In the linear model with normal distributed errors you know that
$$Y \sim \mathcal{N}_n(X\beta, \sigma^2I_n)$$
with $I_n$ is the identity matrix. Also you know that
$$\sum_{i=1}^n\left(Y_i - \hat{r}(x_i)\right) = \|Y-X\hat{\beta}\|_2^2 = Y^TQ_LY$$
where $Q_L$ is the orthogonal projection into $L^\bot$ where $L := \{ X \beta : \forall\beta \in \mathbb{R}^p\}$. Note that $Q_L$ is a projection matrix.
($Q_L = I_n - P_L = I_n - X(X^TX)^{-1}X^T$)

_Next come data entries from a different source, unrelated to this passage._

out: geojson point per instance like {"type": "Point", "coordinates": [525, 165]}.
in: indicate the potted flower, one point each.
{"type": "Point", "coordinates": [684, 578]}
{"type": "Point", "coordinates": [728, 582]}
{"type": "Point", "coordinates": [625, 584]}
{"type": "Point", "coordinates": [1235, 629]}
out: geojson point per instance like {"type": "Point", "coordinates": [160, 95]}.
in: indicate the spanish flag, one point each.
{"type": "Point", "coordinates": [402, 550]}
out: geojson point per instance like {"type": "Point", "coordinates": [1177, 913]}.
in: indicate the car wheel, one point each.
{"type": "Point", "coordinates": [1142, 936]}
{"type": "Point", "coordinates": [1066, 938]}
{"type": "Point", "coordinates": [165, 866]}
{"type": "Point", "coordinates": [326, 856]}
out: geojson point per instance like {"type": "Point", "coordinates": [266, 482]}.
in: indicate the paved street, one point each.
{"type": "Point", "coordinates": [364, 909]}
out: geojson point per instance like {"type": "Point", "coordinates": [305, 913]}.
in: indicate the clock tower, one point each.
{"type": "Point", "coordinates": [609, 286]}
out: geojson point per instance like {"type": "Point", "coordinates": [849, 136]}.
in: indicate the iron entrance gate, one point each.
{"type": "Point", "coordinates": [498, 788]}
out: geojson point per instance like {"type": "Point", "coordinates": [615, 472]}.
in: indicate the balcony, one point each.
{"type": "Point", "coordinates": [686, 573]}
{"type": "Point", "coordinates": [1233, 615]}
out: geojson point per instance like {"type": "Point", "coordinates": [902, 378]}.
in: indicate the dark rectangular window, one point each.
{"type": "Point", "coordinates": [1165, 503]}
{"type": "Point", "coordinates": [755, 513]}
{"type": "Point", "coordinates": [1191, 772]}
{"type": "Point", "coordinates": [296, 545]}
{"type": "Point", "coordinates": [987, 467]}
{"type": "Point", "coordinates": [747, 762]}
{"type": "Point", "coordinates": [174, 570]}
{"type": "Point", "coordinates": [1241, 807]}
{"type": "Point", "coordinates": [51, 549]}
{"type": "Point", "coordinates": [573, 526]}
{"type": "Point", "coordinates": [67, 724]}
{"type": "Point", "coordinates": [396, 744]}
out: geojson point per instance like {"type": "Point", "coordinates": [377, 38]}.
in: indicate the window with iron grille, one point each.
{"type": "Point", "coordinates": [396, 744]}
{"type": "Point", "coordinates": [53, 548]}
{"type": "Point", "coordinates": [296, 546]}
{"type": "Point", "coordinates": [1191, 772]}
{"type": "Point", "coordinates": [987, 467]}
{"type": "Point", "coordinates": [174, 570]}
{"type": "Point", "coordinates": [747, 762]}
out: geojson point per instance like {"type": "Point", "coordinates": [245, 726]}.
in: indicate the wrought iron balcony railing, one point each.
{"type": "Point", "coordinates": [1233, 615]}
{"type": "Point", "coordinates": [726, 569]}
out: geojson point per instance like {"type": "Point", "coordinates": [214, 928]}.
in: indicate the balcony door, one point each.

Also it's important to take a closer look at the rank from $Q_L$. For that we know, that $P_L$ have rank $p$ if $X$ has full rank $p$. The $Q_L$ have rank $n-p$ because $I_n$ has rank $n$ and $P_L$ rank $p$ and $Q_L = I_n - P_L$ (for more details you ned linear algebra).
In the next step we take a look at $Z := \frac{1}{\sigma} Y$ which is $\mathcal{N}_n(X\beta/\sigma, I_n)$-distributed.
Now I use that for a $\mathcal{N}_n(\mu,I_n)$ - distributed random
vector $X$ and a $n \times n$ - projection matrix $P$ with rank $n$
the expression $$X^TPX$$ is $\chi^2_n$ - distributed with
noncentrality parameter $$\delta^2 = \mu^TP\mu$$
With that you can easy verify, that
\begin{align*}
\hat{\sigma}^2 &= \frac{1}{\sigma^2} Y^TQ_LY = (\frac{1}{\sigma}Y)^T Q_L (\frac{1}{\sigma}Y) = Z^TQ_LZ
\end{align*}
and with $\mathrm{rank}(Q_L) = n-p$ it follows that
$$\hat{\sigma}^2 \sim \chi^2_{n-p}(\delta^2)$$
with noncentrality parameter $\delta^2 = \mu^TQ_L\mu$. At last we have to show that $\delta^2 = 0$.
In our case $\mu = X\beta / \sigma$. The vector $\beta \cdot \frac{1}{\sigma}$ is a vector in $\mathbb{R}^p$ and therefore $\mu \in L$. But when $\mu$ is in $L$ the product $Q_L \mu = 0$ because $\mu \bot L^\bot$ and with that $\delta^2 = 0$.
All in all $$\hat{\sigma}^2 \sim \chi^2_{n-p}$$
I hope you get it with that. To understand the proof in every detail you have to go very deep in probabilty theory and linear algebra (especially into projecitons).